The universe is too big and mighty than human imagination, and as a result, several space experts believe that alien life forms could be thriving on distant planets. In popular fiction including movies, aliens have been often portrayed as those little green men or shape-shifting beings who hold advanced capabilities. However, one top space expert believes that human beings living on distant alien planets are more likely.
Human-like evolution in distant alien planets
In a new interview with the BBC's Science Focus magazine, Simon Conway Morris, an evolutionary paleontologist at the University of Cambridge suggested that human-like evolution might have occurred in other parts of the universe as well.

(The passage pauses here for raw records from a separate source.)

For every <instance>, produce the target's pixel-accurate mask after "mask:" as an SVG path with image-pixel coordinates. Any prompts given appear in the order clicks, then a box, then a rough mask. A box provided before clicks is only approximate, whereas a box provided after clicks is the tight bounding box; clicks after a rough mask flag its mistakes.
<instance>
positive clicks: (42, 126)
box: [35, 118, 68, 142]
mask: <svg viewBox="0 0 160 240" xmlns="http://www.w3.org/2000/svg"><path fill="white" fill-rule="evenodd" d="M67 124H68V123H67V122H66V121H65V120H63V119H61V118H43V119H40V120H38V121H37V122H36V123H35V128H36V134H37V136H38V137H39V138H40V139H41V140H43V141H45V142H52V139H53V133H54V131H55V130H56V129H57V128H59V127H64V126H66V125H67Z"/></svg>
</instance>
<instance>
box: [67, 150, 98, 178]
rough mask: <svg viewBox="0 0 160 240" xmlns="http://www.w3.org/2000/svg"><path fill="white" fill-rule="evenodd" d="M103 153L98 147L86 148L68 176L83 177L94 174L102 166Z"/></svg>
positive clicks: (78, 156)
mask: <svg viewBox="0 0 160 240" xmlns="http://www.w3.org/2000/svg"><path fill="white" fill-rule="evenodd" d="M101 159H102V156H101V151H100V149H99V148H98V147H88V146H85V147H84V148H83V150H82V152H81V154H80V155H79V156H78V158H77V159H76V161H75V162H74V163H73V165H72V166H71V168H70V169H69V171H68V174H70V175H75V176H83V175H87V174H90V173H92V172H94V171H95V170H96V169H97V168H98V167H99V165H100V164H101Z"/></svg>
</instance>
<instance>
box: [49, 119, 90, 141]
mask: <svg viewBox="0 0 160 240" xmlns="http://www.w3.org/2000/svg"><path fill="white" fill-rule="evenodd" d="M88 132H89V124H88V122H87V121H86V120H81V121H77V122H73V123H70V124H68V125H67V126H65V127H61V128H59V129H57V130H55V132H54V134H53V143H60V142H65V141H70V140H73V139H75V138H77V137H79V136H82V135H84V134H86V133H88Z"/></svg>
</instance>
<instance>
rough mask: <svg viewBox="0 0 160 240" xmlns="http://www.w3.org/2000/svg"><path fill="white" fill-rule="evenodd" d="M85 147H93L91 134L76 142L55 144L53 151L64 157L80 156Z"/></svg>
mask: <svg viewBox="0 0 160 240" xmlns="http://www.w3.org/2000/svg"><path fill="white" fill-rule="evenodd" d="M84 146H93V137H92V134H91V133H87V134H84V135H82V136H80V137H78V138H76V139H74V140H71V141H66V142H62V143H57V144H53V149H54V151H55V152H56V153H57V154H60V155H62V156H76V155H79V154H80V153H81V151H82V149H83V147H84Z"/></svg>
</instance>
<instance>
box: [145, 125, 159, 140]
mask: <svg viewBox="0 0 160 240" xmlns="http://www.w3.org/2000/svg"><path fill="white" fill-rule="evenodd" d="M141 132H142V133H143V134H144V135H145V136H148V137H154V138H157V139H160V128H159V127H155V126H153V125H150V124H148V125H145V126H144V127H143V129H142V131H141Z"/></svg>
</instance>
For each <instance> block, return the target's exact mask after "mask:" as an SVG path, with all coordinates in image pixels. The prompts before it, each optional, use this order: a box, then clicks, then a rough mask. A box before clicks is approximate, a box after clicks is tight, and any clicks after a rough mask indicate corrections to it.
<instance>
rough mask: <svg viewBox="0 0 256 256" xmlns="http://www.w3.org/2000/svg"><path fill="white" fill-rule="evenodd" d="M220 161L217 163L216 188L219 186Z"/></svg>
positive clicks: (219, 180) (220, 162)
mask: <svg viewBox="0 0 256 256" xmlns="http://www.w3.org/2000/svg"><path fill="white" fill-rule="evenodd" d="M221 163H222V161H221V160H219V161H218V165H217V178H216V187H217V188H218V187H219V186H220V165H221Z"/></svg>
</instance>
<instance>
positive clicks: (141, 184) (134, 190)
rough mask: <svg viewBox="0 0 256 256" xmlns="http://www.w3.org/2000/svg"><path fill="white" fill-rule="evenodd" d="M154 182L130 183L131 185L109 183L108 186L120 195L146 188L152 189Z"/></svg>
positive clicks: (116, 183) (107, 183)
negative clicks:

The view of Morris comes from the theory of convergent evolution, which claims that "random effects eventually average out so that evolution converges, tending to produce similar organisms in any given environment," Science Focus reports.
Science Focus also cites examples of the evolution of flight which has happened at least four times on earth alone, "pterosaurs, insects, bats, and birds."
Alien life evolving like human beings
Morris is not the only expert who believes that the evolution of alien life is analogous to human beings.
Arik Kershenbaum, a zoologist at the rarified British institution has written a book completely focussing on the concept of alien evolution. According to Kershenbaum, evolution is undoubtedly the evolutionary mechanism of life everywhere. Kershenmaum believes that the principle of evolution on earth is applicable to the rest of the universe as well.
Kershenbaum asserts that alien life forms with technological capabilities more advanced than humans would have actually evolved from a pre-technological species.
"A pre-technological alien civilization could be singing and dancing and telling stories just like pre-technological human civilization did because it serves the same purpose," said Kershenbaum, Quanta Magazine reports.